The military mind seems quite fond of developing different euphemisms and phrases which do more to obscure what it being said than to elucidate it. ‘Friendly fire’ and ‘collateral damage’ are two of the obvious ones. There was another one this week: ‘expended’. It seems that the military and the defence ministry are a little worried that, in the event of an all-out war, the UK’s entire army would be ‘expended’ in only six months. Whilst the rational response would be to say that, in that case, we’d better make absolutely certain that we don’t ever get into such a war, the military mind seeks instead to explore ways in which the number of people available to be ‘expended’ can be increased rapidly, in order to add a few months to that period. Whether people are going to be as enthusiastic about being ‘expended’ in the twenty-first century as they were at times in the past is another question: the military, as ever, always seem to believe that they’re going to re-fight the last war, and there does seem to be an assumption that attitudes to participating in a war are unchanged.

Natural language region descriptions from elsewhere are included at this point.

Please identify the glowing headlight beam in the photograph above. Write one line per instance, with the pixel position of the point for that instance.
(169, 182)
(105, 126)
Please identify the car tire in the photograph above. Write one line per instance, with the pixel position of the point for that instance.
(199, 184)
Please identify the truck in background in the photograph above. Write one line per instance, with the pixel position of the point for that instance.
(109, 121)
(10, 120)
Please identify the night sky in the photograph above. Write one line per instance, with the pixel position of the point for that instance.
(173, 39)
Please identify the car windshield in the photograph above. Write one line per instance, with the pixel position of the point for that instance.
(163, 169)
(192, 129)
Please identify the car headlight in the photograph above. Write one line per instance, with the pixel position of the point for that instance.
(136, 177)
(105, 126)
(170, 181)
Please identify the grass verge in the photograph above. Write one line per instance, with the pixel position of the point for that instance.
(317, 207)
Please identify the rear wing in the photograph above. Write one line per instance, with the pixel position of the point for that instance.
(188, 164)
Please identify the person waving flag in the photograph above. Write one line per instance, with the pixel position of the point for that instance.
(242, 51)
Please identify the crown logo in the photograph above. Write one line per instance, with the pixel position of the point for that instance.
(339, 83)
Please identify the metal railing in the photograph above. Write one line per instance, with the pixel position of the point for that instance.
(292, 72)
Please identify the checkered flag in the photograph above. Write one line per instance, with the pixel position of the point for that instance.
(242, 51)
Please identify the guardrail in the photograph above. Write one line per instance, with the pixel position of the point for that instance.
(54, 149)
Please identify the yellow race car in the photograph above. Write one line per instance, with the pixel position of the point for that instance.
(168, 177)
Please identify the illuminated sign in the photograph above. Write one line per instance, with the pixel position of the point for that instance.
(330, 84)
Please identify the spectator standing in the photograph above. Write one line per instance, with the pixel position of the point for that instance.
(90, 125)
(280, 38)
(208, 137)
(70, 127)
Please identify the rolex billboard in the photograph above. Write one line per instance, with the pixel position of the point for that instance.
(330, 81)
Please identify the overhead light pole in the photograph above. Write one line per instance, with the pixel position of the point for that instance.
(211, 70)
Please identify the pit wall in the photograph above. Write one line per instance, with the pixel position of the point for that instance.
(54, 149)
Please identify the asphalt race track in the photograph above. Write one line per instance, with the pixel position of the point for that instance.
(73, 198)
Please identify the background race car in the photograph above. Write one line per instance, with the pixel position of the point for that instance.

Their response to the point about avoiding such a war would probably be something along the lines of, ‘Ah yes, but the best way of doing so is to possess such overwhelming military strength that they would never dare attack in the first place’. But here’s a question: if Russia (to choose a putative enemy not-at-all-at-random) were to seek to build up its forces such that they were capable of deploying overwhelming force against ‘the west’, would ‘the west’ see that as a deterrent or a threat? And if the answer is the latter, why would ‘the west’ expect Russia not to see a military build-up by ‘the west’ in the same light? Underpinning the mindset is a belief, on both sides, that ‘the enemy’ is just waiting for a chance to attack ‘us’, in order to seize land and resources, and to subjugate people.

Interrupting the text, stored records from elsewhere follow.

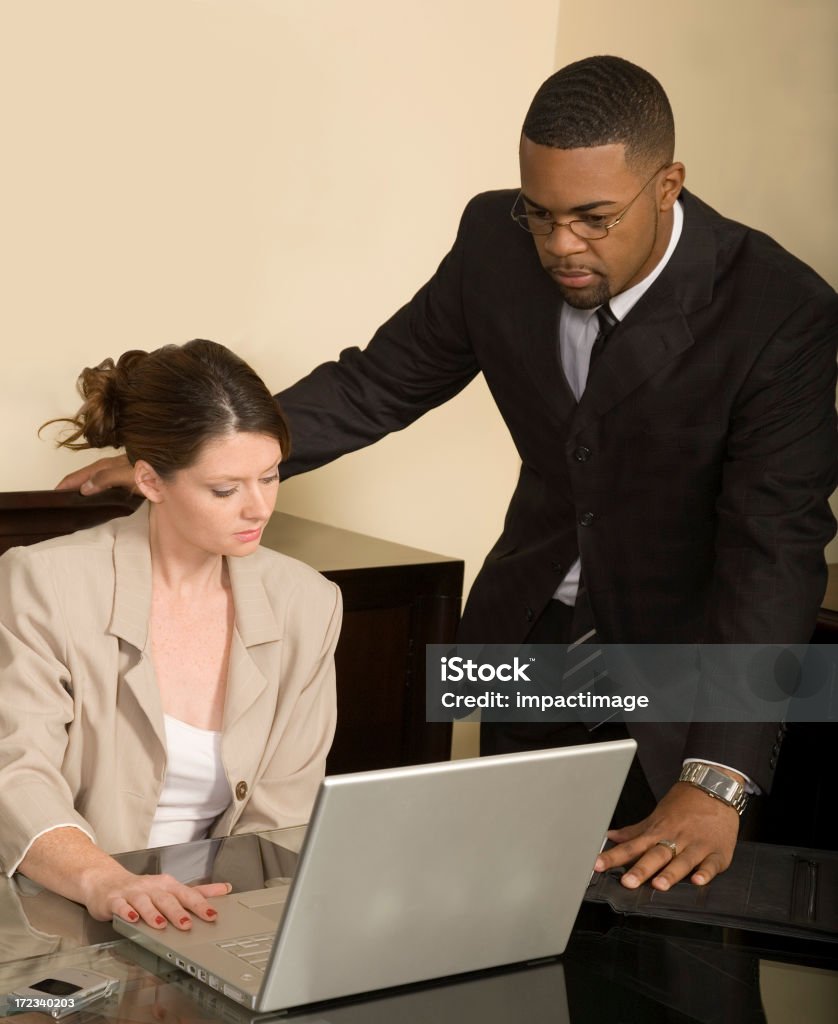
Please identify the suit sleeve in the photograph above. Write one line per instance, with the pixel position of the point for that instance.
(36, 710)
(418, 359)
(773, 521)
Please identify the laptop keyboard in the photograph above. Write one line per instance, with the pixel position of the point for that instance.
(253, 949)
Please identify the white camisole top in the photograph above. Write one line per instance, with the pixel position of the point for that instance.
(195, 791)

Historically, it’s not an entirely bad assumption. Looking at empires of the past (whether Roman, Mongol, Ottoman, Spanish, Portuguese, French or British, for instance), expansion of territory and control of resources – including the ‘right’ to conscript people from the new territories into the army to further expand the empire’s control – has been a key driving factor. But that was then and this is now: what if that isn’t the main driver any more, and the real danger of war stems from a belief on one side or the other that they are under threat and the best response is to strike first? What is presented as a way to prevent war then becomes the likeliest cause of war. And it isn’t just military personnel who will be ‘expended’ if that happens.

Monday, 2 December 2024

No need for a new gospel

 

Some of the people Trump is picking to form his cabinet seem to believe that the US constitution should be reformed to base it firmly on biblical law. Presumably, they mean Old Testament law rather than the snowflake nonsense about loving one’s neighbours (especially if they happen to be Canadian or Mexican) or turning the other cheek (instead of seeking revenge). It’s a proposal which could prove problematic for Trump himself – I’m not sure that there is a single one of the ten commandments that he hasn’t broken, or actively considered breaking. He’s even mused about having a graven image of himself carved into Mount Rushmore.

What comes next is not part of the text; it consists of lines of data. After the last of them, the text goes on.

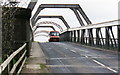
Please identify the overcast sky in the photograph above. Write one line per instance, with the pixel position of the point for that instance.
(96, 10)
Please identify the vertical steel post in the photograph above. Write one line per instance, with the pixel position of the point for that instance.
(74, 35)
(97, 37)
(78, 32)
(68, 35)
(78, 16)
(91, 41)
(82, 36)
(107, 37)
(119, 38)
(71, 34)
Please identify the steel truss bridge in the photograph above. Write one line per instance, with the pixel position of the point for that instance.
(105, 35)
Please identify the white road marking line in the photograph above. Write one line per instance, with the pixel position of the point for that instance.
(105, 66)
(86, 56)
(73, 51)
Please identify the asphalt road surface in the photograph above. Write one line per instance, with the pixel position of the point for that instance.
(64, 57)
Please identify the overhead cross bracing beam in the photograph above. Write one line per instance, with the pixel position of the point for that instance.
(98, 25)
(53, 23)
(60, 17)
(46, 27)
(76, 7)
(32, 4)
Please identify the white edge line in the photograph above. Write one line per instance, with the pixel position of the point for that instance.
(105, 66)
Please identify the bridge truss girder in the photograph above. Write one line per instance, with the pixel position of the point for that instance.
(45, 27)
(60, 17)
(75, 7)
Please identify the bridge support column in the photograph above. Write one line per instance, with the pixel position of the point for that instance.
(71, 34)
(74, 36)
(97, 37)
(91, 41)
(119, 38)
(83, 36)
(107, 37)
(78, 16)
(78, 32)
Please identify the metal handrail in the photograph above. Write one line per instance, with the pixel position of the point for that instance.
(10, 58)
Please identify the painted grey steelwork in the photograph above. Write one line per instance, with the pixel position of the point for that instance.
(46, 27)
(98, 35)
(32, 4)
(49, 22)
(60, 17)
(75, 7)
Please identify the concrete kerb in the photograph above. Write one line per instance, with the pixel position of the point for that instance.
(33, 63)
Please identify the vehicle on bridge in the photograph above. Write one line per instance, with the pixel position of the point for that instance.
(54, 36)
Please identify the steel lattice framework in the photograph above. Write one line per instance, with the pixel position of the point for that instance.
(74, 7)
(49, 22)
(52, 16)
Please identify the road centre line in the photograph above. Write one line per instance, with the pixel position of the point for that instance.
(105, 66)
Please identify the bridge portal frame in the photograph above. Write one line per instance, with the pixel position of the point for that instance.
(49, 16)
(46, 27)
(76, 8)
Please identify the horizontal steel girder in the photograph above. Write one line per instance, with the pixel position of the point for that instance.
(47, 27)
(60, 17)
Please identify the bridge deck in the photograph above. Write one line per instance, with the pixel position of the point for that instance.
(73, 58)
(64, 57)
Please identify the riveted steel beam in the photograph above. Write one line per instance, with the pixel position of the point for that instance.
(119, 38)
(46, 27)
(78, 16)
(60, 17)
(32, 4)
(71, 6)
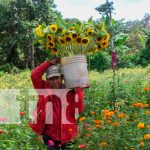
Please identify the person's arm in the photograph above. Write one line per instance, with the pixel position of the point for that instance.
(80, 103)
(38, 72)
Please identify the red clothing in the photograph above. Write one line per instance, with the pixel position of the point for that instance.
(64, 124)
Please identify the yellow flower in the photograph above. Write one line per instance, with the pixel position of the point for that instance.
(53, 27)
(82, 119)
(140, 125)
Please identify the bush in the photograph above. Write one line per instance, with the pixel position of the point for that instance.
(99, 61)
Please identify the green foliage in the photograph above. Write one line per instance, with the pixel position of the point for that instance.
(130, 88)
(100, 61)
(18, 18)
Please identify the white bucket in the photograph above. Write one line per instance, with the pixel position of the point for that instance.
(75, 71)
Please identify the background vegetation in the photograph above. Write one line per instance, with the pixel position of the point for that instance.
(116, 115)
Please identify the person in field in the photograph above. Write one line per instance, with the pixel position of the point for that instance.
(55, 117)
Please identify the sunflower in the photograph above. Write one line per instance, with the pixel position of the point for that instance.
(85, 41)
(53, 27)
(104, 44)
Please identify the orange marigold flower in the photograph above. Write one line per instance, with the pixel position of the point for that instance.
(147, 112)
(140, 125)
(82, 119)
(97, 126)
(146, 88)
(88, 135)
(147, 136)
(1, 131)
(141, 144)
(22, 113)
(108, 121)
(145, 105)
(139, 105)
(121, 115)
(97, 121)
(110, 114)
(93, 113)
(70, 129)
(105, 111)
(115, 124)
(82, 146)
(115, 112)
(88, 128)
(103, 144)
(38, 138)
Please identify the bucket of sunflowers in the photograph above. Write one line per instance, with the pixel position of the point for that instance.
(72, 42)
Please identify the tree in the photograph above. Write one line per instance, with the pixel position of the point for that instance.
(18, 19)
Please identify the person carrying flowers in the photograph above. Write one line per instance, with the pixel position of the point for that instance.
(54, 118)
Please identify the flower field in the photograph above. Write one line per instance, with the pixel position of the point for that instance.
(116, 116)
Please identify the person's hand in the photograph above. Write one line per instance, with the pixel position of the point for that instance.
(77, 89)
(55, 60)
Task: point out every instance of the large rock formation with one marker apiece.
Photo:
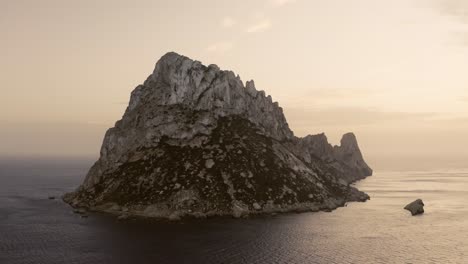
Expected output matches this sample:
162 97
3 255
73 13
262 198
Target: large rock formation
194 141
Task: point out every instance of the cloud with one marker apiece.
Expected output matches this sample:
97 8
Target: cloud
457 8
220 47
260 26
279 3
228 22
349 116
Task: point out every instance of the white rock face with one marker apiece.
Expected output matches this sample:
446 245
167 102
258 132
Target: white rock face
197 130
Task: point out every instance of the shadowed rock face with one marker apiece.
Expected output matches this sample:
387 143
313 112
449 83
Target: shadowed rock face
195 141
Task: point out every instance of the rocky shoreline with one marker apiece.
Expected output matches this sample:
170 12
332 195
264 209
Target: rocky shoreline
195 142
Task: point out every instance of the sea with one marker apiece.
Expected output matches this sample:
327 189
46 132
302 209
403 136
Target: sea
35 229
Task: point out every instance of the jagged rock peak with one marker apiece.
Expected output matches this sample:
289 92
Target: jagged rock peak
177 79
194 141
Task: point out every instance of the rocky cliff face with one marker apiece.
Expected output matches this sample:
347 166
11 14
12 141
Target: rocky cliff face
195 141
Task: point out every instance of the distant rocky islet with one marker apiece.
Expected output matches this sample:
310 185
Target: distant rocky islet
195 142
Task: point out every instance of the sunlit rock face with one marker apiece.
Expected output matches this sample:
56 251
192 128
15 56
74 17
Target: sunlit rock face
194 141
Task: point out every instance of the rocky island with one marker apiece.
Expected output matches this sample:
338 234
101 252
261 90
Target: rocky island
195 142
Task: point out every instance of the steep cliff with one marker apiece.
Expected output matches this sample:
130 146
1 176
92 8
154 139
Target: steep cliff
194 141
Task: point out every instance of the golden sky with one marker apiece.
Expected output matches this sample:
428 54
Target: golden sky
394 72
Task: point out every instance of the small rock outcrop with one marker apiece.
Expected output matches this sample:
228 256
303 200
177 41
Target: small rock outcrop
416 207
195 141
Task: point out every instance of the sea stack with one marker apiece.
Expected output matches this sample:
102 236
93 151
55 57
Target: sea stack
195 141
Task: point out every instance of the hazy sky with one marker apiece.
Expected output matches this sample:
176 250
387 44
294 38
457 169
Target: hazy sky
394 72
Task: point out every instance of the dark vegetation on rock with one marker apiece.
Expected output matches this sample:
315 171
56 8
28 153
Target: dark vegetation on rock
195 142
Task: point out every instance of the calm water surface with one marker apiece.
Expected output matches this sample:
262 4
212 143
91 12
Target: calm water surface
34 229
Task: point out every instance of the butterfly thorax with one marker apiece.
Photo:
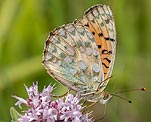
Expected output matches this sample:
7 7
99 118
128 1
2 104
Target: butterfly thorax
101 96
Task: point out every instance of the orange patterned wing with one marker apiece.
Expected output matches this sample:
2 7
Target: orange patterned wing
100 21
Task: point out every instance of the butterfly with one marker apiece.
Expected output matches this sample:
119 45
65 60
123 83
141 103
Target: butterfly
81 55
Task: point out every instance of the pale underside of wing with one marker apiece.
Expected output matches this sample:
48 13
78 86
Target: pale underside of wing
72 57
100 21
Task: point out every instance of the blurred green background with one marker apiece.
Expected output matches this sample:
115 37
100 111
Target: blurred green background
25 25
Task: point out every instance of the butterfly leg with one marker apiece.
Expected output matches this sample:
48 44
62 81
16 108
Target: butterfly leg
59 96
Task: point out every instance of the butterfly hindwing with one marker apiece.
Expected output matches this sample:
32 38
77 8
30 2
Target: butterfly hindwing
71 56
80 55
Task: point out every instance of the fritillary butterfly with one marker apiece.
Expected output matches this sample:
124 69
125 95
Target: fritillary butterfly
80 55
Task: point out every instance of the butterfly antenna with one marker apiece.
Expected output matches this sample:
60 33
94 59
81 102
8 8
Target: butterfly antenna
131 90
122 98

He does, however, have a potential get-out mechanism, because he who controls the content of the bible also controls the detail of biblical law. One of his more recent ventures has been selling Trump-branded bibles, which, unsurprisingly, contain additional content over and above that found in other bibles. (Autographed copies are available as well.) If it’s possible to add additional content, it is surely also possible to amend the existing content for the next print run. And it would only take a small change. If all those pesky prohibitions (‘thou shalt not’) were simply prefaced by a few additional words, along the lines of ‘Unless thou hast first rigged the Supreme Court to give thyself immunity’. Fixed, without needing to go to the lengths of writing a new gospel according to St Donald. He wouldn’t be the first leader in history to ‘discover’ that sacred religious texts give him favours not available to others.